RProgN, 142 Bytes, Non-competing
function tostack 'b' asoc stack 'a' asoc 0 'v' asoc b pop byte 'o' asoc b len while [ v o b pop byte ] 'o' asoc - + 'v' asoc b len end [ v end
Non-competing, as the 'tostack' command was added after the discovery of this challenge (even though it has a terrible byte count)
function # Push the function between this and end to the stack
tostack 'b' asoc # Convert the implicit input to a stack, associate it with 'b'
0 'v' asoc # Push 0 to the stack, associate it with 'v'
b pop byte 'o' asoc # Pop the top value of b (The end of the input), get the byte value, associate it with 'o'.
b len # Push the size of b to the stack
while [ # While the top of the stack is truthy, pop the top of the stack
v # Push v to the stack
o # Push o to the stack
b pop byte # Pop the top value of b, push the byte value of that to the stack
] 'o' asoc # Push a copy of the top of the stack, associate it with 'o'
- # Subtract the top of the stack from one underneith that, In this case, the old value of o and the byte.
+ # Sum the top of the stack and underneith that, that is, the difference of the old value and new, and the total value
'v' asoc # Associate it with 'v'
b len # Push the size of b to the stack (which acts as the conditional for the next itteration)

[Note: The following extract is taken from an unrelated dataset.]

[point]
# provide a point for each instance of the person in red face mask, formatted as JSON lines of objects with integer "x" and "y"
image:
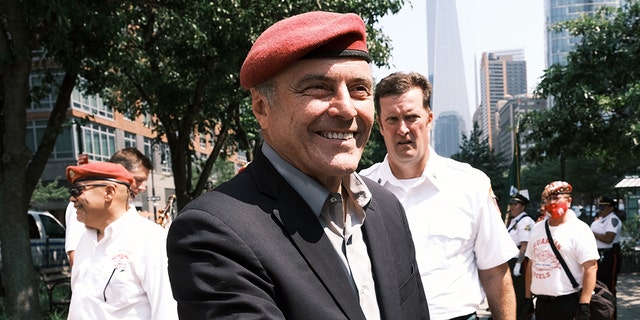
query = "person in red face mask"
{"x": 545, "y": 278}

end [ # Pop the top of the stack, which will likely be the left over size of b
v # Push the value of v to the top of the stack
end # Implicitely returned / printed
RProgN is an esoteric language I've been working on with Reverse Polish Notation in mind. It's currently pretty verbose, with it's variable assignment being 4 characters, and such, however I plan to in future add a bit of syntatic sugar.
Also, RProgN implicitly accesses arguments from the stack, and returns them the same way. Any string data left in the stack after the program has finished, is implicitly printed.